Applying Technology to Food and Beverage Manufacturing


During a recent holiday in France, over a croissant and coffee, I watched the morning crowds making their way to work. I was there as a tourist but was observing with my business mind, and a few things stood out for me.

First thought – public transport is key to urban business efficiency. Less travel time so more work in an 8-hour day – a must for developed nations. The French and most of Europe have people-logistics taped. Everyone relies on public transport and the internet. Even at rush hour, commuters use the fast ticket and smart-card loading vending machines to top-up their travel. Some even do online-@home over a decent vin-rouge. Avoiding difficult traffic and city parking. And they walk – well there’s an idea! And that leads to a plethora of meeting-place coffee/wine/beer-n-bite stops to and from work. Ideal for neutral-based networking and creative solution thinking.

Regional Manufacturing Challenges

The next thing that gave me pause was the business of manufacturing wine in France. If you are a French wine manufacturer, the rules are tough – no irrigation or fertilizer, and limited sulphides to preserve during transport, because they harvest/bottle at the chateaux (on-site), moving small batches straight from vines to pressing. Their grapes are smaller, initial pressing gentler than in South Africa, resulting in fewer tannins and histamines. Their manufacturing processes have major yet subtle changes creating a different final product for the same global market.

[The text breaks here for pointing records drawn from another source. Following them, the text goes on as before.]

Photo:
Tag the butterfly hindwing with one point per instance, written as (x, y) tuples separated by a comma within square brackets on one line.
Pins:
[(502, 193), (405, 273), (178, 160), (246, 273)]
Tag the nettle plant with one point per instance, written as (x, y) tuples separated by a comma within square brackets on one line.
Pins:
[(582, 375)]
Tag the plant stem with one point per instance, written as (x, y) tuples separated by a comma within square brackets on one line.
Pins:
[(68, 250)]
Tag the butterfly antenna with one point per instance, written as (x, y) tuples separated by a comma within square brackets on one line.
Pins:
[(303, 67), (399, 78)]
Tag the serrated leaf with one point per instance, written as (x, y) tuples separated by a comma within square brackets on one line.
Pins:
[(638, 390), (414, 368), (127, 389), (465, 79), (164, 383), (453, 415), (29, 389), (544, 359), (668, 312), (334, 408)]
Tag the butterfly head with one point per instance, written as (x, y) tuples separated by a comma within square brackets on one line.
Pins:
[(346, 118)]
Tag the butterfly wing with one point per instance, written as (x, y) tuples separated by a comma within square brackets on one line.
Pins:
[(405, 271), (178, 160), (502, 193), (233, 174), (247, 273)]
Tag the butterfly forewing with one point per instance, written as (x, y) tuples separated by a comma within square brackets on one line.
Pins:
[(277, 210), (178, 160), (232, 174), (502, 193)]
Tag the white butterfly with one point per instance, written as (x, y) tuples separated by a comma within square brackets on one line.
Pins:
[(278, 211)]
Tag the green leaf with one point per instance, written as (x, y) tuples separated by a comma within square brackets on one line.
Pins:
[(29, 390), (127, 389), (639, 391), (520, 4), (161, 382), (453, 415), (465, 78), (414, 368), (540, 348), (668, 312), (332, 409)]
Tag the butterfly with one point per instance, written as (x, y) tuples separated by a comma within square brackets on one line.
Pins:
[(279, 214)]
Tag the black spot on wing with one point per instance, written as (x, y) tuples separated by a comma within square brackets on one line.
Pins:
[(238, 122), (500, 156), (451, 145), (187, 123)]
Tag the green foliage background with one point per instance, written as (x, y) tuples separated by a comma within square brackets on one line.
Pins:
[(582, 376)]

You may be an engineer like me, but at the same time, we are all in marketing too. Manufacturing differentiates our product, not just in quality or style but through processes and organic appeal – subtle changes to add value and create a competitive position. French red is often softer, lighter than equivalent South African red. Both are red wine but are distinctly different to serve different customers at different price points. You could argue one’s in the volume market and the other the flavor market, but I’ll leave that to you.

For stock control and distribution, let’s look at food – the croissant. Every town, village, and arrondissement has a Boulangerie (a baker’s shop). Products baked and sold fresh on-site to steady local-consumer queues, distributed further on basket-bikes. Sure, there are corporates for grocery retailers using mainstream logistics service providers. There’s a blend of micro and macro, national and local that grabs your attention. It’s more pronounced, customer-channel focused/niched than South Africa. Missed opportunity for us maybe. And whose croissants taste better? Satisfying a need, delivering an experience and “me” value – they always taste better in France…at the same price as in Johannesburg!

I realized that technology is pervasive in this environment – not just Waze and weather but smartphone renting/dropping parked scooters or city-cars – options priced for so many segments. Logistics reliant on always-on-always-cheap connectivity/mobility and easy-ERP monthly/weekly planning, daily confirming, and hourly replenishment.

France inspired me, encouraging me to push new ideas in everything I do. I found myself absorbing unconsciously but remaining alert to new obvious opportunities to implement in a South African context. Machine learning in humans, now I’ll just industrialize this intelligence!